LUXEMBOURG
AUDREY SOMNARD

Les hôpitaux Robert Schuman vont intégrer des outils de la healthtech

L’accord a été signé très officiellement jeudi lors de la conférence «Bringing innovation to the healthtech market», une journée dédiée à tous les acteurs du secteur de la «healthtech». L’entreprise Hanalytics, originaire de Singapour, a posé ses valises au Luxembourg en juillet dernier pour y établir son quartier européen. Grâce à l’accord signé avec les hôpitaux Robert Schuman, la healthtech va pouvoir accéder aux données des patients luxembourgeois, et ces derniers vont bénéficier de cette technologie de pointe.

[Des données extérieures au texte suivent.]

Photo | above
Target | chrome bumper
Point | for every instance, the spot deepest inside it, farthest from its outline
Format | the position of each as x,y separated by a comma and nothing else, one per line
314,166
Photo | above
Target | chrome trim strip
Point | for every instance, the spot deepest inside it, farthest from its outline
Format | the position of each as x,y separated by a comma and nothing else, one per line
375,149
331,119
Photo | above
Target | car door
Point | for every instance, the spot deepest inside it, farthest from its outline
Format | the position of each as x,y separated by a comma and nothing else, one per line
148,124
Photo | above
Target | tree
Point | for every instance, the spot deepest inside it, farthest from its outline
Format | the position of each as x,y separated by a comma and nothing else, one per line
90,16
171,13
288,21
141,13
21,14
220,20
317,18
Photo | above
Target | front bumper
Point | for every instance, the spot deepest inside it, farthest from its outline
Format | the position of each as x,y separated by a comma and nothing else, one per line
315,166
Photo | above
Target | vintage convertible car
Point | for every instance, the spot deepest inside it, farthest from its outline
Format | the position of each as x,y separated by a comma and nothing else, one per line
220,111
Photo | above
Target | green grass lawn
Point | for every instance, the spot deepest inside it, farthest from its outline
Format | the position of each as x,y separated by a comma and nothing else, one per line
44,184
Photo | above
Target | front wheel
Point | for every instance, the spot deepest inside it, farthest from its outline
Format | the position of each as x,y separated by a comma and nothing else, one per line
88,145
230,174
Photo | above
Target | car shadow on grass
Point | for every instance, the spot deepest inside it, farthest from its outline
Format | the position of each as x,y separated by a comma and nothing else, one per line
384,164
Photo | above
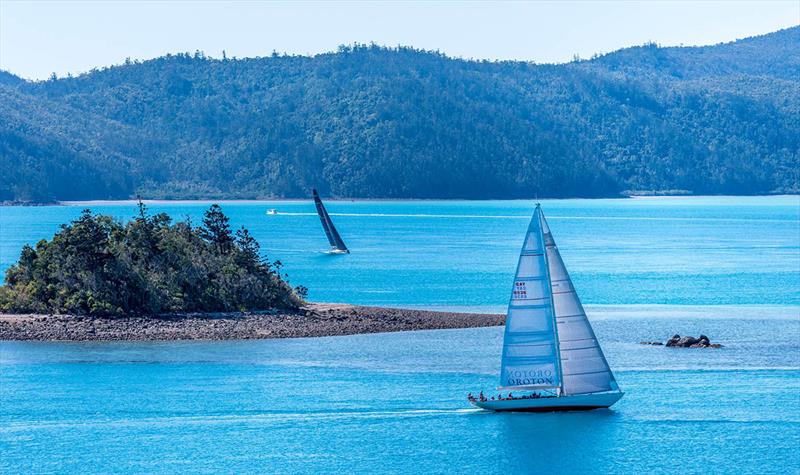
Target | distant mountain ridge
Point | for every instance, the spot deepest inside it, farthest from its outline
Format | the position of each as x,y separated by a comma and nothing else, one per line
375,122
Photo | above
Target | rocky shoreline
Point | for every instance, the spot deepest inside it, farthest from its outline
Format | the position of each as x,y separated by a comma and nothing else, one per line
313,320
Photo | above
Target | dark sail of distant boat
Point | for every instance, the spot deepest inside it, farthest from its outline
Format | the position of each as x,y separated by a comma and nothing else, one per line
337,245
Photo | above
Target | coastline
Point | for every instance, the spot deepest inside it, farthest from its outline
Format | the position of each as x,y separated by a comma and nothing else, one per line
313,320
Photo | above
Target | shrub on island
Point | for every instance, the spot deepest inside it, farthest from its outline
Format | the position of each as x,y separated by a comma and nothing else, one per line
150,265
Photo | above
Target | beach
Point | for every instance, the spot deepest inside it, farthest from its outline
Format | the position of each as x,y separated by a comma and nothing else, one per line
313,320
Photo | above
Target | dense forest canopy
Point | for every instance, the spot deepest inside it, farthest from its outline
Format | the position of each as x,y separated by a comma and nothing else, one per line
150,265
368,121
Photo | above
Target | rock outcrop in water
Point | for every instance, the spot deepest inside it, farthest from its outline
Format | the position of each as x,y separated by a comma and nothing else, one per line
678,341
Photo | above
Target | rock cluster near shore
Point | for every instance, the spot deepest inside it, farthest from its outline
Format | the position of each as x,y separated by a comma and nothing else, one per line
678,341
311,321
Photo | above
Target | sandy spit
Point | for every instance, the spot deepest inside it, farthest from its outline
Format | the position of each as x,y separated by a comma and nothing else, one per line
313,320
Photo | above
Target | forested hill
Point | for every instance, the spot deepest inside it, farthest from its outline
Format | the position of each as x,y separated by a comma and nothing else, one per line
367,121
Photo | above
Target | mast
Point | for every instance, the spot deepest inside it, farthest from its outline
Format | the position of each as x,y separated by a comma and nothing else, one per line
542,226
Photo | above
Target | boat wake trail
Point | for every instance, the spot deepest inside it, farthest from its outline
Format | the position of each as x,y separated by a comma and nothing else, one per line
216,420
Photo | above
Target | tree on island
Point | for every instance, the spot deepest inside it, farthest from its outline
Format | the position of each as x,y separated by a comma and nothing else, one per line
149,265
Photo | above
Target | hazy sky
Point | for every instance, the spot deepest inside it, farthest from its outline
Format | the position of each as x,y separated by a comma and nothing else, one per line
37,38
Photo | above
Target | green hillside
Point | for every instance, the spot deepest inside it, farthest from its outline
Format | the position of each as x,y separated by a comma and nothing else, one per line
367,121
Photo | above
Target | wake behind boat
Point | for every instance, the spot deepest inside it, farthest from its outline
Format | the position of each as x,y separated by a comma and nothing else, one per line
336,242
551,357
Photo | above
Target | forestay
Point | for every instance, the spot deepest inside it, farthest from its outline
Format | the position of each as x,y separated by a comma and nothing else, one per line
530,349
583,366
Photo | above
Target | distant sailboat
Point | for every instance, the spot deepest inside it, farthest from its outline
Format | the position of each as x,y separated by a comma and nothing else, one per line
337,245
551,357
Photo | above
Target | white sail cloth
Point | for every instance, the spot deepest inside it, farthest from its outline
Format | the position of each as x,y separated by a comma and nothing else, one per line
584,368
530,351
548,341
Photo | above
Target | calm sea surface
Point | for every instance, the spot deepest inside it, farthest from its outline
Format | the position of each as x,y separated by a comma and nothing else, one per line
645,268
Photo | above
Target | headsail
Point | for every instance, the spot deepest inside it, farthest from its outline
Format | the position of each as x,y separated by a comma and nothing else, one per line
330,231
583,366
530,345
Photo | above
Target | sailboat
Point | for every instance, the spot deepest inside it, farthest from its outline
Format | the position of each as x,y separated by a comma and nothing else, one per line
337,245
551,358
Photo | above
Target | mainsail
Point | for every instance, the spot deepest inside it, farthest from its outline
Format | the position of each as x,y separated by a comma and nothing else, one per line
530,346
330,231
548,342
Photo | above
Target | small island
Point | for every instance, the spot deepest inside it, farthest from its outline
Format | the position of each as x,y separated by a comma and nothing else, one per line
155,279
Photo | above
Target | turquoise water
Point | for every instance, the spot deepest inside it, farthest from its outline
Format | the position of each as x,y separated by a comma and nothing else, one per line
726,267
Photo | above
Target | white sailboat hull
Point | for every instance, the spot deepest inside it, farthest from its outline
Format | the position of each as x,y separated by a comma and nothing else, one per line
578,402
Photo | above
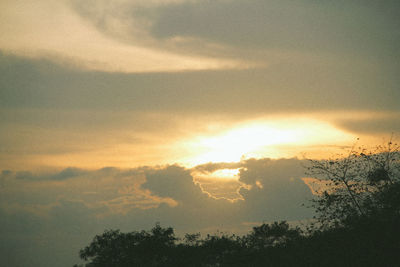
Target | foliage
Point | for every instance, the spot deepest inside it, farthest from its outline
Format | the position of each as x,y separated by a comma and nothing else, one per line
356,185
358,219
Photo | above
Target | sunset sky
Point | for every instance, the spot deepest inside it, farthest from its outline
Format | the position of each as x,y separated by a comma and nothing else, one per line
195,114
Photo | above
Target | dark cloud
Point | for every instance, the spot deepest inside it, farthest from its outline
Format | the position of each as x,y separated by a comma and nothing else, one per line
175,182
70,212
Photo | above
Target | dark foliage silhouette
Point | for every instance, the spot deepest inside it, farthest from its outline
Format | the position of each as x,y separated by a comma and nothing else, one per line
357,224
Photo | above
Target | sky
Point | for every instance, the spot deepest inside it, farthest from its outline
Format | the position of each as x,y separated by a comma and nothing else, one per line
199,115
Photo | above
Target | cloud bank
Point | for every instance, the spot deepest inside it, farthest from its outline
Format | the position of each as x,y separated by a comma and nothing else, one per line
46,207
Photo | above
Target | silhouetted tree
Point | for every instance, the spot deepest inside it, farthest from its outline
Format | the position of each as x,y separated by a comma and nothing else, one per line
357,224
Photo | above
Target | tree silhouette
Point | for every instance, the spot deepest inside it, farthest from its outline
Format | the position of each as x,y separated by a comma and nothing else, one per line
357,224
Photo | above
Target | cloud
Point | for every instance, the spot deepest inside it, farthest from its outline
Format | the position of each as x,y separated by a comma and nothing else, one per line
375,124
25,26
54,218
275,190
305,25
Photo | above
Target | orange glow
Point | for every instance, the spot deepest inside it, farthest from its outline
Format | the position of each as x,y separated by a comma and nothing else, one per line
262,138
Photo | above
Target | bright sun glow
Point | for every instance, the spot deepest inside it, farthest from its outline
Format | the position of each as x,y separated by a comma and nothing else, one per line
220,174
261,139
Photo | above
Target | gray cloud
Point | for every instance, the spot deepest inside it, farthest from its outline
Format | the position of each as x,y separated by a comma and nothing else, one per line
384,124
304,25
69,213
291,86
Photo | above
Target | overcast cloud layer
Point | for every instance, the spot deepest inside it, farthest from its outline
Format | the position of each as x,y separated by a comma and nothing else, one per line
90,84
40,209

La signature du memorandum of understanding a été le coup d’envoi de la conférence jeudi. Un accord «win win» selon Sasha Baillie, CEO de Luxinnovation qui se réjouit de l’approche high tech que les hôpitaux luxembourgeois prennent avec cet accord. «Hanalytics était à la recherche d’un hôpital partenaire, nous avons facilité les choses pour que les contacts se fassent et que l’accord se mette en place. Notre but est d’améliorer l’efficacité des diagnostics, pour le bien des patients», explique- t-elle.

Hanalytics a mis en place un outil, Biomind, qui permet d’analyser des milliers d’images de cerveaux et de sortir un rapport pour les médecins. Avec l’approche du «deep learning», l’ordinateur se «nourrit» d’images pour affiner son diagnostic, si bien qu’à force d’apprendre, il devient plus efficace que les plus éminents radiologues.

Un robot 360 fois plus rapide que les médecins

Hanalytics a fait un test sur 225 cas de tumeurs au cerveau. 64,5% des 25 radiologues les plus compétents du panel ont obtenu un diagnostic exact alors que l’intelligence artificielle a obtenu un score de 85% d’exactitude. «Non seulement le robot est plus juste, mais il est 360 fois plus rapide que l’être humain pour poser un diagnostic», explique Raymond Moh, CEO d’Hanalytics. «Le médecin intervient alors pour donner une seconde opinion, plus objective, ce qui correspond à un gain de temps de 30% pour le personnel hospitalier. Un temps qui peut être dédié à autre chose».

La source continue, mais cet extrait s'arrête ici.